December 19, 1991|By Howard Blatt | Howard Blatt,New York Daily News

EAST RUTHERFORD, N.J. -- Despite chief executive officer Alan Aufzien's denials last night, the New Jersey Nets reportedly have reached an agreement in principle with former North Carolina State coach Jim Valvano on a five-year deal that will make him Bill Fitch's successor as coach within a week.

According to reports in the Bergen Record and USA Today, Valvano was offered the job during a Monday afternoon meeting with Nets' part-owner Joe Taub.

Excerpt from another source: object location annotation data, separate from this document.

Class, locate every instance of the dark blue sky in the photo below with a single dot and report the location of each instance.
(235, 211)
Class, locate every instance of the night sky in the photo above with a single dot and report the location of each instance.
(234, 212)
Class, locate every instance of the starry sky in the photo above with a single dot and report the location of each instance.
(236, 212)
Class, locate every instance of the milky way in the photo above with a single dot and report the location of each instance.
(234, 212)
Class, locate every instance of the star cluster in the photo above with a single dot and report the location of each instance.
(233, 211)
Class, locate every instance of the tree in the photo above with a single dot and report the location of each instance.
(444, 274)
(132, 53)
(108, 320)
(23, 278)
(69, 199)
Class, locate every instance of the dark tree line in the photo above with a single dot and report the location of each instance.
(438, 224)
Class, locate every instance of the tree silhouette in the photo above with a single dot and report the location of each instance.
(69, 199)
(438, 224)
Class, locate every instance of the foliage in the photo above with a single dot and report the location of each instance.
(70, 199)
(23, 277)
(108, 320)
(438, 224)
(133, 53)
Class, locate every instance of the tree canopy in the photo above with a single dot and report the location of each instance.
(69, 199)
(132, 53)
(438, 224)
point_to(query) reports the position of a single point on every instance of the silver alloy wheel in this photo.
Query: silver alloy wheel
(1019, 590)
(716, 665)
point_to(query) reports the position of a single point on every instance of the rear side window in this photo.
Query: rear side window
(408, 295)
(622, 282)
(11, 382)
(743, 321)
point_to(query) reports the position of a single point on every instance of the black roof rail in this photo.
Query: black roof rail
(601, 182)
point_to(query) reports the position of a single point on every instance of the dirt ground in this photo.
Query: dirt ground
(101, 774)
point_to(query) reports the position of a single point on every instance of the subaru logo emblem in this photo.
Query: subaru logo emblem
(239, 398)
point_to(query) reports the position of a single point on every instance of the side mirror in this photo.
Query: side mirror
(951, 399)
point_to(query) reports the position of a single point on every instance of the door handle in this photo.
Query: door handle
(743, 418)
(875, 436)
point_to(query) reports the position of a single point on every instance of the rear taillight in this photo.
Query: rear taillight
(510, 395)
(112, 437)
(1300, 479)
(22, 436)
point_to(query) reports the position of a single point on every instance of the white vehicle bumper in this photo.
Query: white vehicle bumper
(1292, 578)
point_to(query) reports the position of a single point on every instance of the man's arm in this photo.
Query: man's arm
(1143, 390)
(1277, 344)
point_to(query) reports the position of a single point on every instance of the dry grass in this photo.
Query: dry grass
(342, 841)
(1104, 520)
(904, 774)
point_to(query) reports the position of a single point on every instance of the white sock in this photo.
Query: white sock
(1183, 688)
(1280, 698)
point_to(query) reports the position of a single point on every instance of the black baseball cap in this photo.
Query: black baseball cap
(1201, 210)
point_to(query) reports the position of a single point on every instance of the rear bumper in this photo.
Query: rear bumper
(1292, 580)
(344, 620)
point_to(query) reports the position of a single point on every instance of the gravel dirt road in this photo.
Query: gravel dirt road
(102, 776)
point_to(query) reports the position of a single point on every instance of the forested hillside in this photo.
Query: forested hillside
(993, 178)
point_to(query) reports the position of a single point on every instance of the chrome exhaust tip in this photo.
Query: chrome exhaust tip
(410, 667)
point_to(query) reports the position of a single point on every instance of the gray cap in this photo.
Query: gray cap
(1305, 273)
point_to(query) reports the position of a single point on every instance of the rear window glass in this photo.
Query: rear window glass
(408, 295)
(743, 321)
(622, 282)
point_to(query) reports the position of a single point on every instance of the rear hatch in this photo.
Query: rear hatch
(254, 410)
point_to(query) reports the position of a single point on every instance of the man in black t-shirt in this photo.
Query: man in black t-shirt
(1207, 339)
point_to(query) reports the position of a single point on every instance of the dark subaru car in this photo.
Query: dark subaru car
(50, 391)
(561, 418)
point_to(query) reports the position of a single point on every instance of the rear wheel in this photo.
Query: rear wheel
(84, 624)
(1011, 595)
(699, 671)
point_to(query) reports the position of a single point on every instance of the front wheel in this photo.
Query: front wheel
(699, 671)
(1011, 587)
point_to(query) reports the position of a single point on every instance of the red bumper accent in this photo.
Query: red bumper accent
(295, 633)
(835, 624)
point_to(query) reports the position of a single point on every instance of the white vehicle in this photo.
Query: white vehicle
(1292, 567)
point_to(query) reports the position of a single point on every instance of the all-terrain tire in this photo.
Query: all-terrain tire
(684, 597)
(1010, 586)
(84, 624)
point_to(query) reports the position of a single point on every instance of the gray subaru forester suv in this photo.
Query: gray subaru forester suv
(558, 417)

Indications are Valvano has requested and will get his release from his contractual commitment to ABC, which owns ESPN, for which he works as a college basketball analyst. That would enable the Queens native and ex-Rutgers guard to sign a fully guaranteed deal that reportedly will pay him between $500,000 and $600,000 per year.

Aufzien said last night that he wasn't sure whether Taub had made Valvano an offer, but he was sure the minority owner didn't have the authority to do so.

Insisting "I wouldn't know Valvano if I saw him," Aufzien went on to say: "A minority owner of this team spoke to some coach and it appeared in the papers. I don't know what was said. Joe doesn't make offers or hire or fire. He advises."

Fitch, whose $400,000-per-season contract runs through 1992-93, said yesterday morning it wouldn't be a surprise if Taub had convinced the more reluctant owners to pull the trigger. "No one has said anything to me, other than the three guys who've been telling me to hang in there. Evidently, they've met with the rope," he said.

"I stayed up until 4 watching films of Cleveland. I'm trying to get us going, get us a win somewhere along the line. They will do what they want to do. I only know one way to go about my business."

Nevertheless, it appears that ownership's approach to Valvano was made without the knowledge of the supposed resident basketball man in charge, vice president for basketball operations/general manager Willis Reed.

Yesterday morning, Reed insisted, "I know nothing about anything. I am hearing stuff on TV I know nothing about. As of right now, Bill is still our coach . . . How can you be offering someone a job when someone still has a job?"

Last night, Reed gave Fitch one of the most tentative votes of confidence ever heard. "As of now, there have not been any changes," Reed said.

"Are we happy with our record? No. But as of now Bill is the coach and we're not looking to make any changes." Later he acknowledged, "We are in a business that's very volatile."

Reed denied any direct knowledge of an offer by Taub to Valvano, saying, "Joe talks to everyone. That's his nature." Asked what Taub might have talked to Valvano about, Reed said, "Maybe they talked about horses or restaurants."

Taub did not return calls yesterday. Valvano, in town for a taping of "The Cosby Show," was unavailable for comment. However, his agent, Arthur Kaminsky, released a statement that said, "Jim has not signed with the Nets. He is in conversation with the Nets, ABC and ESPN to determine his future."

Through a spokesman, ESPN would acknowledge only that Valvano had met with his bosses there.

Taub's month-long search apparently turned toward Valvano after Reed had declined to reassume the coaching reins at least temporarily in November and ex-Knicks coach Rick Pitino indicated he wouldn't be ready to leave the Kentucky Wildcats for a couple of years.

Valvano, a colorful coach with New York roots, left North Carolina State after 1989-90 because of recruiting violations, but not before bringing the national championship to Raleigh in 1983. However, Valvano has never coached in the pros.

If he signs, the ex-Iona coach will become the Nets' seventh coach since joining the NBA in 1976-77 and fourth coach since Stan Albeck resigned after leading them to their most recent playoff berth in 1984-85.